Everything, All At Once.
A time-out would be nice, but the moon and the stars will have to do.
Right on cue, first thing Wednesday morning, Farmer barfed. Not just barfed – spewed bloody sputum all over the carpet.
This would have been funny, given the timing. (It’s not clear whether or not Farmer had been secretly watching the election returns on Pet TV.) But of course, it wasn’t. Wasn’t funny. None of it.
At this point, we have our vet on speed dial. She has designated herself Farmer’s palliative-care-giver since we stopped chemo a while ago. We are very grateful. She keeps telling us that Farmer is not in pain, and that as long as he is eating, walking, etc., it isn’t “time.” Yet I spend all day with this guy, and I know that the time is coming, because he talks to me about it – with his eyes, mostly. I’m trying to help him carry the load, but it’s heavy. Heavy for me, I mean, as well as for him.
Currently, we are attempting to manage an intestinal infection that causes a lot of, um, regurgitation. And drool. So. Much. Drool. On Wednesday, our vet said to bring Farmer back in, and she’d keep him for the day. She’d reach into her bag of tricks (B12 shot, acupuncture, another antibiotic injection, stomach-coating medicine), take his labs again, and come up with next steps.
We drove away from the vet and straight to the woods.

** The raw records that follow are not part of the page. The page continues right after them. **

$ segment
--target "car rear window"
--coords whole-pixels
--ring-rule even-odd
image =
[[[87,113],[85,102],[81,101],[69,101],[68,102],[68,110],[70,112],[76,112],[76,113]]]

The Tiasquam Valley Reservation in fact. That place of magic where we go to see the dragonflies and imagine ourselves in another world.
Only this time, shortly after we got on the trail, we took a wrong turn. Of course we did! Was anyone actually operating with a functioning brain on Wednesday morning? We certainly weren’t. We went down a steep ravine, along a stone wall, across someone’s pasture, through the 100-acre wood (I think – no sign of Pooh, though) and wound up back out on Middle Road a half mile away from the parking area where our car was.